A few days before school starts, revise the new school routine with your child. Establish simple, but clear, rules about what time to go to bed and what time to get up, the preparations, homework, etc. Caution: an overly rigid approach could cause unnecessary performance stress.
Reduce fear of the unknown and fear of change.
Fear of the unknown often increases stress inherent to change, including at the start of the school year. Several changes can cause a form of insecurity : new school, new teachers, new classmates, etc.
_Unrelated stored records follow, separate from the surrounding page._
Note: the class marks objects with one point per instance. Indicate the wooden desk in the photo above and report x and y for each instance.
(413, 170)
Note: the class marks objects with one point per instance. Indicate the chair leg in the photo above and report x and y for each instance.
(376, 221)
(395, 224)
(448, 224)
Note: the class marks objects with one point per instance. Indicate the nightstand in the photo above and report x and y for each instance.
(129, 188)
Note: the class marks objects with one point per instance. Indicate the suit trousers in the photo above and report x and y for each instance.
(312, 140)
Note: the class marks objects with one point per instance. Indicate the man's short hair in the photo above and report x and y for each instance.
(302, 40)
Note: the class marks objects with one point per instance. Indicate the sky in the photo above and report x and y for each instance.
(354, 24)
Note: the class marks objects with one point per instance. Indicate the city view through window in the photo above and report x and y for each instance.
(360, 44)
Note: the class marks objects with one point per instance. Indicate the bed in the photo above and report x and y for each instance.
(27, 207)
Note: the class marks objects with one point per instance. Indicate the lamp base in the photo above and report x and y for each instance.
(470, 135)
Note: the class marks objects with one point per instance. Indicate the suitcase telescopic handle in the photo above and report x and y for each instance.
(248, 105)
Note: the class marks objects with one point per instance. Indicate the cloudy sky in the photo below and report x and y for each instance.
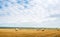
(30, 13)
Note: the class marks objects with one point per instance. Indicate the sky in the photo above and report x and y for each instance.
(30, 13)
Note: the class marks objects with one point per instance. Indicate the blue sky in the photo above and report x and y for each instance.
(30, 13)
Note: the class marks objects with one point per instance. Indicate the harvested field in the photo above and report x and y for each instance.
(29, 32)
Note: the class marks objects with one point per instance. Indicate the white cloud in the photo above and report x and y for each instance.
(38, 13)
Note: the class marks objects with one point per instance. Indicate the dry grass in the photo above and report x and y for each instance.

Visit the new school with your child, and if possible, have him/her meet the new teachers or show him/ her pictures. If your child must take the bus, consider accompanying him/her to the bus stop or find a friend who takes the same route.
Involve your child in the preparations.
Purchasing and labeling school supplies, family routine, preparing a school bag and lunch box are all opportunities to have your child participate in this unique transition—the start of the school year. Involving your child in this process will contribute to making him/her feel a sense of autonomy and safety.
Establish a health action plan, if necessary.
If your child has health problems or takes medication, speak to school staff. Find out what their guidelines are in managing medical problems and medication. Agree on an action plan and write it down, so that everyone knows what to do to contribute to your child's health and well-being.
Keep a positive and confident attitude.
Just like stress and anxiety, confidence is often passed on from parent to child. Your child watches you; your reactions and your behaviour influences the perception he/she has of events, and the emotions and feelings that follow. The start of the school year is a happy event that shouldn't be perceived as a threat. By your attitude, show your child that there is no need to worry.
Listen to your child.
When children return to school, they need fun, peace and harmony. Some signs may indicate that your child is having a difficult time: fatigue, irritability or mood swings, difficulty sleeping, withdrawal, etc. You know your child more than anyone, so stay attentive and observe, so you can intervene promptly if needed.
Celebrate the start of the school year.
Each school year represents an important and unique step of family life. Why not celebrate it, since it is a happy occasion? For instance, organize a dinner at the restaurant or a special family dinner to highlight the joyous event!
Use techniques that work to reduce stress.
If you feel anxious, remember that there are several recognized techniques known to help manage stress: deep breathing, visualization, meditation, yoga, etc. Why not discover one or several of them and invite your child to come with you?
We hope that the start of the new year will be filled with joy and tranquility!